Ada beberapa hal yang melatarbelakangi kemerosotan moral bangsa Indonesia dan
hal itu perlu diketahui sehingga kita mampu menemukan solusi yang terbaik dan
membantu dalam penyelesaian masalah tersebut.
1. Penyalalah
gunaan sebagian ajaran moral
Tidak
diragukan lagi bahwa sebagian ajaran moral telah dan masih terus akan
disalahgunakan dalam berbagai bentuk dan cara. Mereka yang telah dirasuki
ketamakan, terutama apabila mempunyai kekuatan dan pengaruh, tidak akan
ragu-ragu dalam memakai segala cara untuk mencapai tujuannya. Penelitian
ilmiah, terlepas dari kebenaran landasannya, terkadang di[ergunakan untuk
melakukan penindasan, tirani, menyiksa kelas buruh.
2. Penyalahgunaan
Konsep-Konsep Moral
Sama hal
nya dengan ajaran moral, konsep-konsep dari moral pun disalahgunakan.

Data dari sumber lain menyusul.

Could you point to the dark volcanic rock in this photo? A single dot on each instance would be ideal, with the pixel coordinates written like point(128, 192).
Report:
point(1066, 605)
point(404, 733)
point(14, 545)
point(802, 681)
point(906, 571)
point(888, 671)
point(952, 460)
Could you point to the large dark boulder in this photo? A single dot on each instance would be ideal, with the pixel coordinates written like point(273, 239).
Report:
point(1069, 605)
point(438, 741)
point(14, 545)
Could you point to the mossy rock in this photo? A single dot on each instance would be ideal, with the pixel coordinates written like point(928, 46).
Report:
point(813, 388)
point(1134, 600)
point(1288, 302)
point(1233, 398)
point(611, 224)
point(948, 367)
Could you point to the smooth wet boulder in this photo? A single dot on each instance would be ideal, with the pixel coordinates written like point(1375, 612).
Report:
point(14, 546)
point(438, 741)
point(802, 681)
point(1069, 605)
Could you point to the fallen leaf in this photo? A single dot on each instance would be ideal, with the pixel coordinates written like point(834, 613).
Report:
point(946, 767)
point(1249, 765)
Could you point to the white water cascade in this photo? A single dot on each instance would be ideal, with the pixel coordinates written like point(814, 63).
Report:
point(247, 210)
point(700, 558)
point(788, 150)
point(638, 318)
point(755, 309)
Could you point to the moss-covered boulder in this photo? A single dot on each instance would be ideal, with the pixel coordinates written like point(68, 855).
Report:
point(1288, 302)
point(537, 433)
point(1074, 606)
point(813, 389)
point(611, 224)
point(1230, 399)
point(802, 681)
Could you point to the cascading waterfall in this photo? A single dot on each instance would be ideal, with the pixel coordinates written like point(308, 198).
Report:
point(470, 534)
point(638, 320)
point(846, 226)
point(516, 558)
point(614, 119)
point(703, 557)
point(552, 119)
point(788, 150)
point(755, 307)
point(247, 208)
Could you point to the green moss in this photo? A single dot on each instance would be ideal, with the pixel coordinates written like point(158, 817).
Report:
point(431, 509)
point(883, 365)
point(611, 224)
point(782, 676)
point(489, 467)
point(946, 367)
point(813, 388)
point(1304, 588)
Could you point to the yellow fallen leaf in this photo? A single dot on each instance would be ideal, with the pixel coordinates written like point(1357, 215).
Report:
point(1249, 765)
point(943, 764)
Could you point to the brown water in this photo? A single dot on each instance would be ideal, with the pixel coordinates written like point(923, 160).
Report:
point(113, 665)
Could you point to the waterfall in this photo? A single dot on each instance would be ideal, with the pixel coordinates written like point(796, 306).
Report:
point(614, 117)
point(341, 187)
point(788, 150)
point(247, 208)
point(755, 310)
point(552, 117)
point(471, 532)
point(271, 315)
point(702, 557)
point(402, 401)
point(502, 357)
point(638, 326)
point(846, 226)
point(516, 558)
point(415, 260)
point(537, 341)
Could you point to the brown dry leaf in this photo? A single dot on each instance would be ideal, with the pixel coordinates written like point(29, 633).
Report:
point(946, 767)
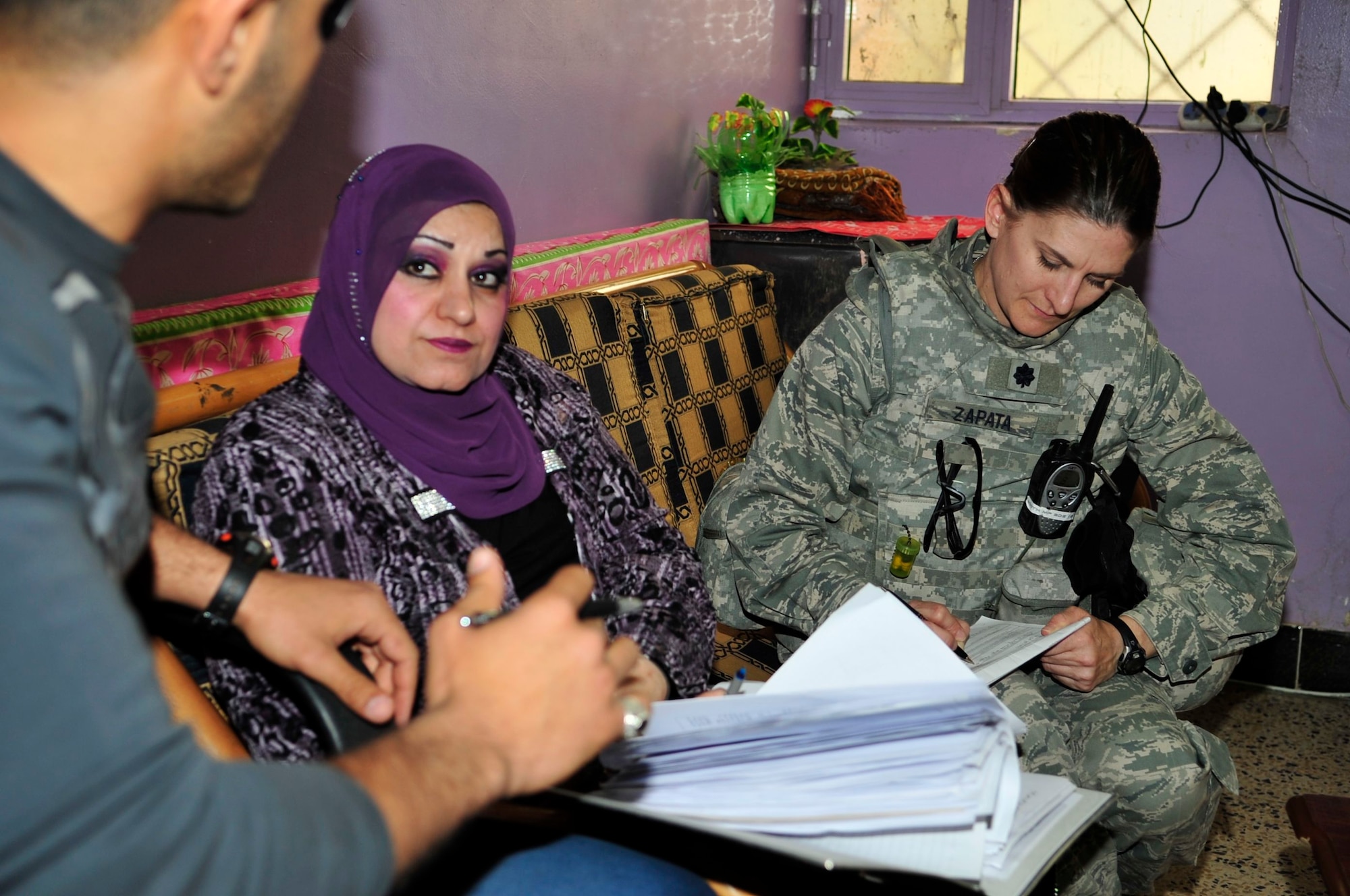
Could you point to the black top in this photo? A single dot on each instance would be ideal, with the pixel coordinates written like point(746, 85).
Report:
point(535, 542)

Seringkali ditemui, kemerdekaan ditindas atas nama kemerdekaan, dan
ketidakadilan diterapkan atas nama keadilan dan persamaan. Setiap hal yang baik
dan bermamfaat bisa disalahgunakan. Meskipun demikian, bagaimanapun nama
keadilan itu disalahgunakan tidak akan sama halnya dengan ketidakadila itu sendiri.

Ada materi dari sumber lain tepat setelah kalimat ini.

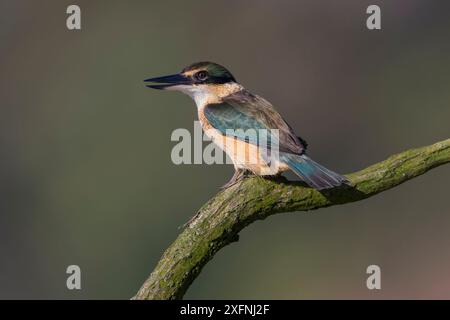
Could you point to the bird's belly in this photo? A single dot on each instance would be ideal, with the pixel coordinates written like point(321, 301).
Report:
point(246, 155)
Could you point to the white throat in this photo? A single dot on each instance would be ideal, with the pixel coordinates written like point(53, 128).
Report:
point(206, 94)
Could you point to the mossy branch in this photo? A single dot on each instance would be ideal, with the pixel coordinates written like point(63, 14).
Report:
point(220, 220)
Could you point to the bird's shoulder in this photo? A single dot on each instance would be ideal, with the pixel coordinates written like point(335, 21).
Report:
point(244, 110)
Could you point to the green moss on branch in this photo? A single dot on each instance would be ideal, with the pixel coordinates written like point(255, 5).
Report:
point(220, 220)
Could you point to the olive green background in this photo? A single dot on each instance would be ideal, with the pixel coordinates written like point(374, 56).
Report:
point(85, 170)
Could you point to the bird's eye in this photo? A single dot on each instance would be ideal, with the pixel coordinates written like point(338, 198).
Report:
point(201, 75)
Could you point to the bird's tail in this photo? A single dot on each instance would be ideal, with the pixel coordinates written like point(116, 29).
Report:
point(315, 175)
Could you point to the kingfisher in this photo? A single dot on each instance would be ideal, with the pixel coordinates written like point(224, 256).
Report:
point(226, 111)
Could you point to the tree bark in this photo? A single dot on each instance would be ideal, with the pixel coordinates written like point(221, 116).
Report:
point(220, 220)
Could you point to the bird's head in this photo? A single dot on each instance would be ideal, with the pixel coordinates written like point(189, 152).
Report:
point(197, 80)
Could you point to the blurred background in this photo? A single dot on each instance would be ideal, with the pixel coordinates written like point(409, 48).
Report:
point(85, 171)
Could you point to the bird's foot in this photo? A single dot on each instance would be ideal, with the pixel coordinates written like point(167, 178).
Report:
point(239, 175)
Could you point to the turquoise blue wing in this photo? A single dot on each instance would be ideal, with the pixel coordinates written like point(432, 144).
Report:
point(243, 115)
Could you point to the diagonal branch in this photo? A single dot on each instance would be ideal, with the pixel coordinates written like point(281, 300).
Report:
point(220, 220)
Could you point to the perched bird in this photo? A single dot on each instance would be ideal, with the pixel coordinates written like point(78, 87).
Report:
point(227, 110)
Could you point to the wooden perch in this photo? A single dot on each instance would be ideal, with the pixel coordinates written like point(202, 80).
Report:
point(220, 220)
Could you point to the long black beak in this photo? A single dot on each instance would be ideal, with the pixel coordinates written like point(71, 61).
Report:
point(168, 81)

Keduanya tetap berbeda. Demikian juga, bagaimanapun nama kemerdekaan
disalahterapkan, tetapi kemerdekaan sejati tidak akan sama dengan perbudakan.
Jadi
tidak diragukan lagi ajaran Islam telah dieksploitasi untuk tujuan pribadi dan
kelompok tertentu. Tetapi tidak berarti bahwa ajaran-ajaran tersebut palsu atau
rancu. Sebaliknya, keadaan tersebut menuntut kewaspadaan sebagian masyarakat
agar ajaran tersebut tdak rusak, dan nilai-nilainya tidak disalahgunakan.
3. Masuknya
Budaya Westernisasi (budaya kebarat-baratan)
Masuknya
budaya barat bisa dikatakan sebagai penyebab turunnnya moral bangsa Indonesia
saat ini. Sebenarnya budaya tersebut tidaklah salah, yang salah adalah individu
yang tidak mampu menyaring hal-hal yang baik untuk dirinya. Dengan budaya asing
yang masuk ke negara kita sekarang ini, banyak orang menganggap bahwa free sex
atau materialisme adalah hal yang biasa. Keadaan ini sangat memprihatinkan
mengingat banyak remaja yang melakukan hal tersebut dan hal itu yang sering
jadi masalah remaja saat ini. Tumbuhnya budaya materialisme juga bisa diliat
dari banyaknya orang-orang yang sangat memperhatikan gaya hidup yang terkesan
mewah tanpa memperdulikan sekitar dan masa depannya.
4. Perkembangan
Teknologi
Turunnya
moral bangsa Indonesia juga diakibatkan oleh perkembangan teknologi saat ini.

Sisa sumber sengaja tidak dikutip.